Julius (Jules) Oppert (July 9, 1825 – August 21, 1905) was a French-German Assyriologist, born in Hamburg of Jewish parents.
After studying at Heidelberg, Bonn and Berlin, he graduated at Kiel in 1847, and the next year went to France, where he was teacher of German at Laval and at Reims. His leisure was given to Oriental studies, in which he had made great progress in Germany.
In 1851 he joined the French archaeological mission to Mesopotamia and Media under Fulgence Fresnel. On his return in 1854, he was naturalized as a French citizen in recognition of his services. He occupied himself with analyzing the results of the expedition, with special attention to the cuneiform inscriptions he had collected.

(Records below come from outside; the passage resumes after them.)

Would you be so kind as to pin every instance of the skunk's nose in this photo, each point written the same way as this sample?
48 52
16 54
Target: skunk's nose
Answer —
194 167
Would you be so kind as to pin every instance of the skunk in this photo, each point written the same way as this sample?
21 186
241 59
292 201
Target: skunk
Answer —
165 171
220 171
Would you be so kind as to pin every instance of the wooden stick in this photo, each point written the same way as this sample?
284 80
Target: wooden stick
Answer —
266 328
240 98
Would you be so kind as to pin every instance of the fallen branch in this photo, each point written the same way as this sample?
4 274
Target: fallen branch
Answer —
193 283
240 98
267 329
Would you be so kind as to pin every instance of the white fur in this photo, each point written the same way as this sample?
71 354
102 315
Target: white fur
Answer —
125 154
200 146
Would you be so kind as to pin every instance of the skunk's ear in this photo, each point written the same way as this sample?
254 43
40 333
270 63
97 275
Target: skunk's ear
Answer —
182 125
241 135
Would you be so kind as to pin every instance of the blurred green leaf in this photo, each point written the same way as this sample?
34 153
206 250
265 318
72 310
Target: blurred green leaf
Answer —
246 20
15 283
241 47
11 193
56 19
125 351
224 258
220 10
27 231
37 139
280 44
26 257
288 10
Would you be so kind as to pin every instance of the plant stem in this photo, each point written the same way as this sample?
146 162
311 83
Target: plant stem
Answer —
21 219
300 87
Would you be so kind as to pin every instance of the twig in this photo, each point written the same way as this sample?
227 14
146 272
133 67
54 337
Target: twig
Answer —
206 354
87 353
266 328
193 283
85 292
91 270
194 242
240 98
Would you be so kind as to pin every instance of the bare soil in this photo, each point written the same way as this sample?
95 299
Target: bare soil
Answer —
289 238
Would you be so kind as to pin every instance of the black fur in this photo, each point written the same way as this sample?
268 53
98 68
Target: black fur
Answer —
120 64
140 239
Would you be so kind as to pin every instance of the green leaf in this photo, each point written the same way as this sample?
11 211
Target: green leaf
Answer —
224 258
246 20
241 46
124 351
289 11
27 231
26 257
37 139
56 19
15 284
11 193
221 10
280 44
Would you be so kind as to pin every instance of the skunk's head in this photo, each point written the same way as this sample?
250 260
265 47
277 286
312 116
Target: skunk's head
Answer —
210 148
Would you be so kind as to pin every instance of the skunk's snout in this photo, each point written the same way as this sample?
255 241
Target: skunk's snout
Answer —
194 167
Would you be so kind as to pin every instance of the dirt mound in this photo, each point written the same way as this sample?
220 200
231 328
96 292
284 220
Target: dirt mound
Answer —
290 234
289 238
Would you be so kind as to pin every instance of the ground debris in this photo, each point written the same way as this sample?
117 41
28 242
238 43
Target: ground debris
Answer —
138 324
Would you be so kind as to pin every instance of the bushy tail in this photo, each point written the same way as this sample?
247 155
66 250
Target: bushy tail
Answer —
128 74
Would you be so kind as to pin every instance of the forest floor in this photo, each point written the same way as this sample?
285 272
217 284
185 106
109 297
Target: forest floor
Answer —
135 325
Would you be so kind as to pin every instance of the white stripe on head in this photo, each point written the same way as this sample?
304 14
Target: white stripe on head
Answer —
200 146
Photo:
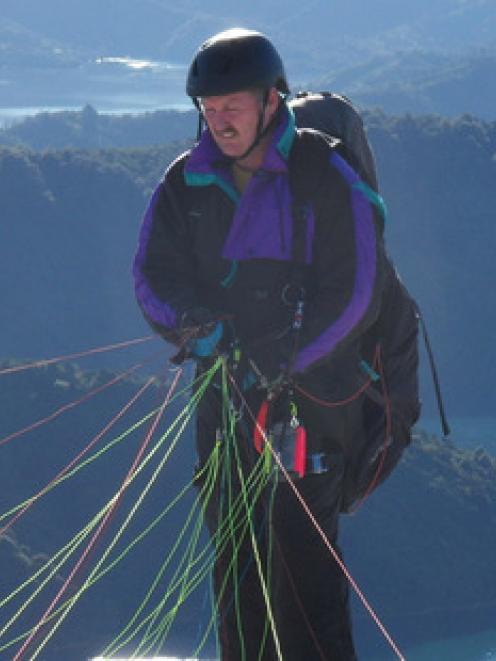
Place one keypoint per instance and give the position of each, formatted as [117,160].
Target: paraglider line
[76,459]
[81,354]
[103,523]
[319,529]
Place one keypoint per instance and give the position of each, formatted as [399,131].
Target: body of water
[109,84]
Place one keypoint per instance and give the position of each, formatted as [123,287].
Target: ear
[273,101]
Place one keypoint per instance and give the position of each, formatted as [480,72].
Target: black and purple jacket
[204,244]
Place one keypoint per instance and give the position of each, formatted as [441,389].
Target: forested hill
[421,548]
[70,220]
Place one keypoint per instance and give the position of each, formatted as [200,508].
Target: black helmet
[235,60]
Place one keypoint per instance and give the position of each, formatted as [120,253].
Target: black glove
[200,331]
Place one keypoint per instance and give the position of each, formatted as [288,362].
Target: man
[225,259]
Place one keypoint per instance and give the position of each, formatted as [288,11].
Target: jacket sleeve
[163,268]
[347,265]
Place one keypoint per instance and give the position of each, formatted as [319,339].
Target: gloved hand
[202,331]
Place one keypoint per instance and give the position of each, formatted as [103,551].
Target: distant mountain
[87,129]
[421,82]
[382,56]
[73,219]
[411,547]
[323,33]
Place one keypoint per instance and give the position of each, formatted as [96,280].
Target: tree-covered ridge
[72,220]
[87,129]
[412,546]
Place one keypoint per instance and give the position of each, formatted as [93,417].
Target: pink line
[70,405]
[76,459]
[81,354]
[322,534]
[103,523]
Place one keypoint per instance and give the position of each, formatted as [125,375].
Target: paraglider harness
[310,155]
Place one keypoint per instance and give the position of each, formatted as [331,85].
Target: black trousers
[266,532]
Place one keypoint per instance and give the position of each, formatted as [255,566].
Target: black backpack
[390,347]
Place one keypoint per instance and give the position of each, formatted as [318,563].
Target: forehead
[236,98]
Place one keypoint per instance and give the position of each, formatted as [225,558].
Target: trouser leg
[243,630]
[311,592]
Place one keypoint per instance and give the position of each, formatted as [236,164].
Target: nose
[219,121]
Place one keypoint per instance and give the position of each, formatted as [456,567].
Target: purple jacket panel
[365,276]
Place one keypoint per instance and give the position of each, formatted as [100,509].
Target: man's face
[233,120]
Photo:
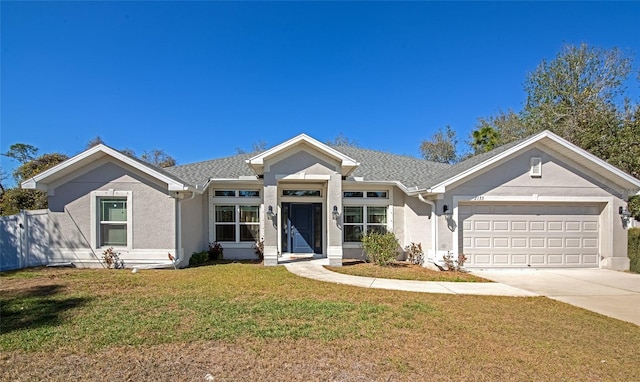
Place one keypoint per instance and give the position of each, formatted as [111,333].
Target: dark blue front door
[301,216]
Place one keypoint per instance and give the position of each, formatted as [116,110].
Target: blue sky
[201,79]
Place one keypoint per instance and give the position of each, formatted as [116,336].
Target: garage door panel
[554,226]
[590,227]
[536,226]
[518,226]
[555,242]
[590,243]
[528,235]
[573,259]
[536,242]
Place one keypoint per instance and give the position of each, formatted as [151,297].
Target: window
[301,193]
[355,224]
[111,212]
[113,222]
[237,193]
[536,167]
[237,223]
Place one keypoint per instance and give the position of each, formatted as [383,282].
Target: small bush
[633,245]
[415,255]
[198,258]
[453,265]
[382,249]
[215,251]
[112,258]
[258,246]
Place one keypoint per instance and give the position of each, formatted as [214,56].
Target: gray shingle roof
[470,163]
[381,166]
[199,173]
[374,166]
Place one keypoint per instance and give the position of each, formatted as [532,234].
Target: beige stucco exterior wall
[303,166]
[195,223]
[153,217]
[561,181]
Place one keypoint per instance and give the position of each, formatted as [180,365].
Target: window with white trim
[366,194]
[237,223]
[111,214]
[536,167]
[113,222]
[236,215]
[359,220]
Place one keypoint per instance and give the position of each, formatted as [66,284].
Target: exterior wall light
[335,213]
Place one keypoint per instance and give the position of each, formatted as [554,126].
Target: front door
[302,239]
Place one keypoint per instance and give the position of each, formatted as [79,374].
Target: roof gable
[90,156]
[257,163]
[472,166]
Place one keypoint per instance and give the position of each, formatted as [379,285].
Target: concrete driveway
[611,293]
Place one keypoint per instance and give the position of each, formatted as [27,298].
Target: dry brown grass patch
[401,270]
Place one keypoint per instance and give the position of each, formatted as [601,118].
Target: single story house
[537,202]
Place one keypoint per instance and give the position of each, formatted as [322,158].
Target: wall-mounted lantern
[335,213]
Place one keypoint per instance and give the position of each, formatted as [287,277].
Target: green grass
[251,322]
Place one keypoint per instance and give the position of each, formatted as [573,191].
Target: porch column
[271,225]
[334,225]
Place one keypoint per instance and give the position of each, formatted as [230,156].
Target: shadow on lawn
[35,307]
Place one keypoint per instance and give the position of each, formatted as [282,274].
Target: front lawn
[248,322]
[401,271]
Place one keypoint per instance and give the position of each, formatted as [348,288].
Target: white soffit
[42,180]
[560,145]
[348,164]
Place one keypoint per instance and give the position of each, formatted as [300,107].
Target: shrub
[112,259]
[414,253]
[453,265]
[382,249]
[633,245]
[198,258]
[215,251]
[258,246]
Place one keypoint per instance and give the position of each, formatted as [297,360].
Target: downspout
[434,228]
[179,227]
[178,235]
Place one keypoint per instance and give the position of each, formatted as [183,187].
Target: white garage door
[529,235]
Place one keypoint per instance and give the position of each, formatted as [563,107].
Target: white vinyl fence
[24,240]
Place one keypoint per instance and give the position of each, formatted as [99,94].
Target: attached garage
[530,234]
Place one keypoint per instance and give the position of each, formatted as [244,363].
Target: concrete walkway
[315,270]
[610,293]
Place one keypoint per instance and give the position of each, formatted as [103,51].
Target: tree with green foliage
[94,142]
[256,147]
[158,158]
[441,147]
[581,96]
[485,139]
[498,130]
[15,199]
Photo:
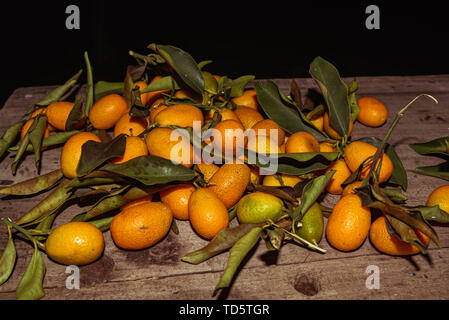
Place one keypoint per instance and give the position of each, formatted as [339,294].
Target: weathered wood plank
[158,273]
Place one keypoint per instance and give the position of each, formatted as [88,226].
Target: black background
[269,39]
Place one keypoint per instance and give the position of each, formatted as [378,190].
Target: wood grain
[294,273]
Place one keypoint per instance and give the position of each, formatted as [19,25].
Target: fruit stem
[383,144]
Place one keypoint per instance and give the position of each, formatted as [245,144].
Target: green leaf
[289,119]
[151,170]
[51,203]
[94,154]
[36,133]
[238,252]
[293,163]
[76,114]
[273,238]
[34,185]
[395,195]
[104,88]
[438,147]
[400,213]
[223,241]
[9,137]
[20,152]
[284,193]
[202,64]
[439,171]
[238,85]
[102,224]
[7,259]
[164,84]
[335,93]
[355,109]
[183,64]
[115,200]
[405,233]
[399,175]
[130,92]
[89,85]
[30,286]
[353,86]
[210,83]
[313,190]
[52,140]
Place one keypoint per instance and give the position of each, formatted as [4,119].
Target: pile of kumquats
[175,142]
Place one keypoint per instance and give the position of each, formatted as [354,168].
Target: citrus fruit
[255,177]
[259,207]
[159,144]
[75,243]
[135,147]
[208,170]
[145,199]
[300,142]
[181,115]
[27,127]
[230,182]
[331,131]
[177,199]
[226,114]
[373,113]
[287,180]
[107,111]
[141,226]
[383,241]
[58,113]
[342,173]
[349,189]
[72,150]
[131,126]
[349,223]
[43,111]
[312,224]
[248,116]
[357,152]
[440,197]
[267,128]
[228,137]
[157,106]
[207,213]
[247,99]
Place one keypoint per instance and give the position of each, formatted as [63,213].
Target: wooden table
[295,273]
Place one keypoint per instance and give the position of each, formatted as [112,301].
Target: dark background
[269,39]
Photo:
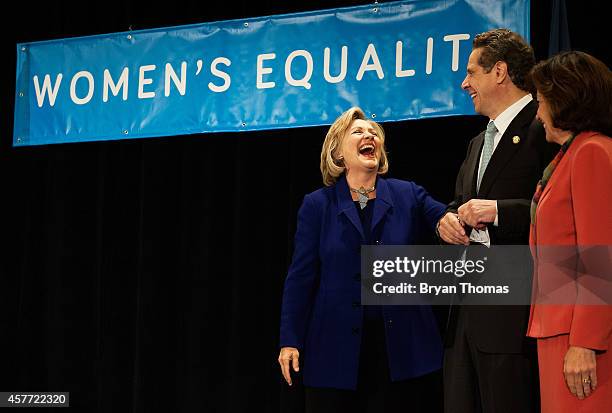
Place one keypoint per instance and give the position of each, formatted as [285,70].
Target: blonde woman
[355,358]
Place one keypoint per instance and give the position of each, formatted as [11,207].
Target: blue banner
[399,60]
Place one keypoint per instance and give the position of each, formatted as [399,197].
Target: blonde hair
[331,165]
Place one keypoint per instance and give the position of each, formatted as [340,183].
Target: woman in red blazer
[571,236]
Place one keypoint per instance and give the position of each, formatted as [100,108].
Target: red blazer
[575,209]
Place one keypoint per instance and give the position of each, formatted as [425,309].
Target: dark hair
[578,90]
[506,46]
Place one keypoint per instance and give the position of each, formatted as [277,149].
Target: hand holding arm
[478,212]
[579,369]
[287,356]
[451,230]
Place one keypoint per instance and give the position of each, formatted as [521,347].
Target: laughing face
[480,85]
[361,147]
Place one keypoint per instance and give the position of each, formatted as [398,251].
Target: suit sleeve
[302,277]
[592,202]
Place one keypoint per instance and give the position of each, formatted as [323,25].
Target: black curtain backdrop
[146,275]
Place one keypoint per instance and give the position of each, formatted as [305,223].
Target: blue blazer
[319,314]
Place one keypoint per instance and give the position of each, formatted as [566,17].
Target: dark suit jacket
[510,178]
[321,315]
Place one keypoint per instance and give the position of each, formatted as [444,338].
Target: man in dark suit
[490,365]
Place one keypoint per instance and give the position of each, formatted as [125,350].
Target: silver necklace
[362,195]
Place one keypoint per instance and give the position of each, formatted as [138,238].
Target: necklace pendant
[363,199]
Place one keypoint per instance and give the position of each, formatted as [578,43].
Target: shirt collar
[503,120]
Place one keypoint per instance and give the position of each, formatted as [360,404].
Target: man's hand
[477,213]
[451,230]
[579,369]
[289,357]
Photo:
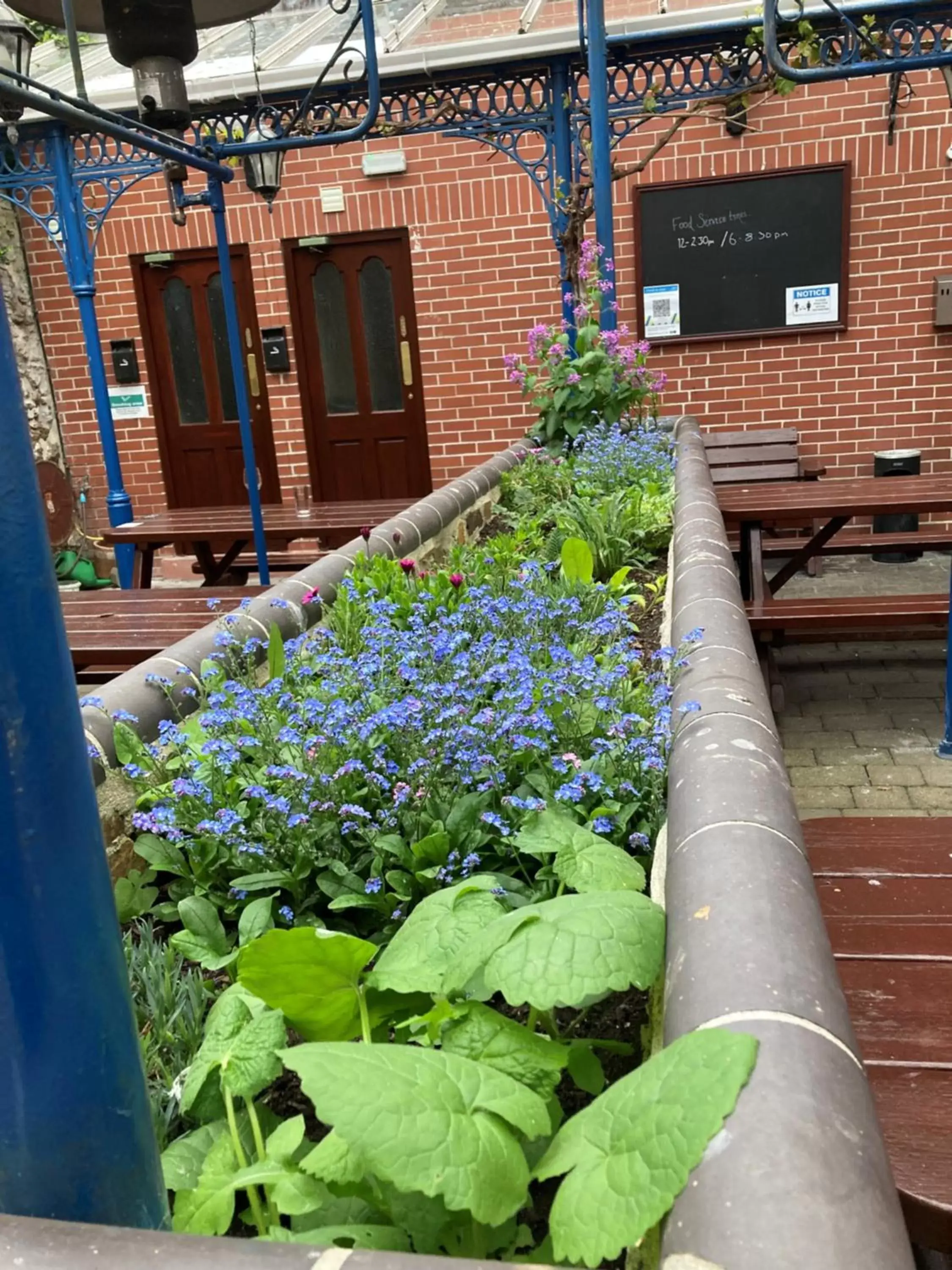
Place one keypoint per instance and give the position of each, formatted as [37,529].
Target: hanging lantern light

In 1855 he published Écriture Anarienne, advancing the theory that the language spoken originally in Assyria was Turanian (related to Turkish and Mongolian), rather than Aryan or Semitic in origin, and that its speakers had invented the cuneiform writing system. Although the classification of the "Casdo-Scythian" inscriptions as Turanian would later be rejected by scholars, research would confirm Oppert in his identification of the distinctness of the Sumerian language (as he renamed it in 1869) and the origin of its script.
In 1856 he published Chronologie des Assyriens et des Babyloniens.
In 1857 he was appointed professor of Sanskrit and comparative philology in the school of languages connected with the National Library of France, and in this capacity he produced his Grammaire Sanscrite (1859). But his attention was chiefly given to Assyrian and cognate subjects.